ハコニワシティ

 翌日、奏多かなたとディランはいつものように街を散策した。無論、彼女たちは先日、致命的な傷を負ったばかりだ。二人は今まさに、他の住民たちにとっての絶好の標的であると言える。ディランは弱気なため息を零し、奏多に訊ねる。

「奏多、そんなに急がなくても、もっと体を休めてからでも良いんじゃないかな?」

 彼がそう考えるのも当然だ。もし奏多に何の考えもなければ、彼女の行動は無謀以外の何物でもない。無論、奏多には彼女なりの考えがある。

「シドの攻撃で、オレたちの体は半ば腐っている。このまま待っていても、オレたちの体が回復する目処は立たねぇだろ」

 その言い分もまたもっともである。ディランは奏多の意見に納得し、話を続ける。

「確かに、そうだね。

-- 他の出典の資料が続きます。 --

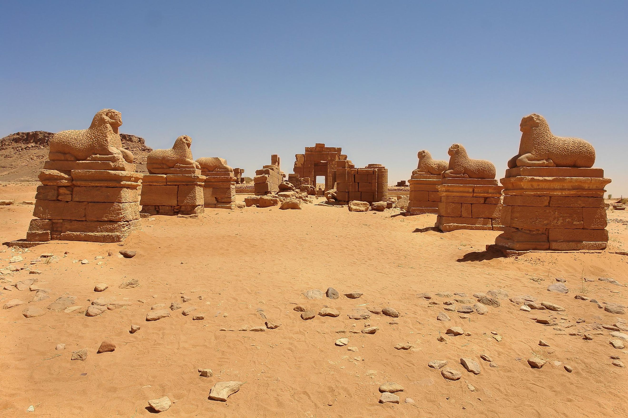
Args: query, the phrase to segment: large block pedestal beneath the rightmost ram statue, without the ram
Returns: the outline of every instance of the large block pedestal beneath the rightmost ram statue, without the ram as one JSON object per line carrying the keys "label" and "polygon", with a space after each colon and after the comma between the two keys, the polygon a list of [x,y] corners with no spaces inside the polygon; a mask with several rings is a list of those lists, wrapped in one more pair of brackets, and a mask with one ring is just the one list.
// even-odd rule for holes
{"label": "large block pedestal beneath the rightmost ram statue, without the ram", "polygon": [[602,169],[506,170],[502,224],[495,244],[517,251],[605,249],[609,241]]}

早いところ、脱出の糸口をみつけないと」

「そういうこった。」

「ところで、シドの魔法って、どれくらいの範囲まで効果を持つのかな?」

 これからこの街で戦っていくにあたって、敵の情報を把握することは要となる。なお、奏多はすでに、あの少年の力の正体に勘付いていた。

「波が及ぶ範囲、全域だ」

「……え?」

「クリフの生み出した魔物は、シドの近くにいる奴から順番に腐っていった。そしてシドの力は、結晶の鎧を浸透してオレの体に及んだ。あの性質は間違いねぇ……波だ」

 波――それがシドの力の正体である。

「それはつまり、彼の生み出す波には標的を腐らせる力がある……ということかな?」

「オレが冗談を言っているように見えるか?」

「そう言われると、むしろそう見えるんだけど……」

 ディランは幾度となく奏多に弄ばれている。彼女がそんな彼に疑われるのも、ある種の因果応報であると言えよう。

「ああ、確かにオレはアンタをからかってきた。だがな、オレは一線を守っている。オレが、敵の嘘の弱点を伝えてアンタを殺させるような女に見えるか?」

「……わかった、今度こそ信じるよ」

「ありがとう。一先ず、シドの魔法への対策も考えておかねぇとな」

 今の二人にとっての一番の脅威――それはシドの存在だ。彼の魔法に対抗できなければ、彼女たちはいつ死んでもおかしくない。ましてや、奏多たちは今もなお満身創痍だ。

「オレに掴まってろ、ディラン」

 そう囁いた奏多は、即座にディランの手を握った。それから彼女はディランの顔を覗き込み、妖しい微笑みを浮かべる。異性の手を握ることに慣れていないディランは、少しばかり緊張している様子だ。

「あ、あ……か、奏多……?」

「冗談だよ。別に、本当に掴まってても気にしねぇけどな」

 相も変わらず、奏多は平常運転だった。ディランは手を振りほどき、それから彼女を壁に追いやる。彼の息遣いは荒かったが、それでもその表情には躊躇が現れていた。

「僕だって、男なんだよ。あまり思わせぶりな行動をしない方が良い」

「腕が震えてるじゃねぇか、意気地がねぇな」

「くっ……うぅ……」

 確かにディランは男だ。しかしそれ以上に、彼は純情すぎるのだ。奏多はまだ壁際に追い込まれたままだが、妖艶な微笑みを浮かべながら舌なめずりをしている有り様だ。ディランはすぐに壁から手を離し、それからそっぽを向いた。


 それからしばらく歩いた後に、二人はクリフに遭遇した。クリフは彼女たちを見るや否や、すぐに何体もの魔物を生み出した。魔物たちは一斉に駆け出し、奏多たちの方へと飛びかかる。

「おいおい……満身創痍の女に追い打ちをかけるなんて、男の風上にも置けねぇ奴だな」

 そんな強気な発言をし、奏多は結晶の剣を手元に生成する。一方で、クリフは彼女の発言を意に介していない。

「俺の男らしさよりも、祖国の名誉の方が大切だぜ」

 彼がそう言い放ったのと同時に、魔物の群れは奏多たちへの攻撃を始めた。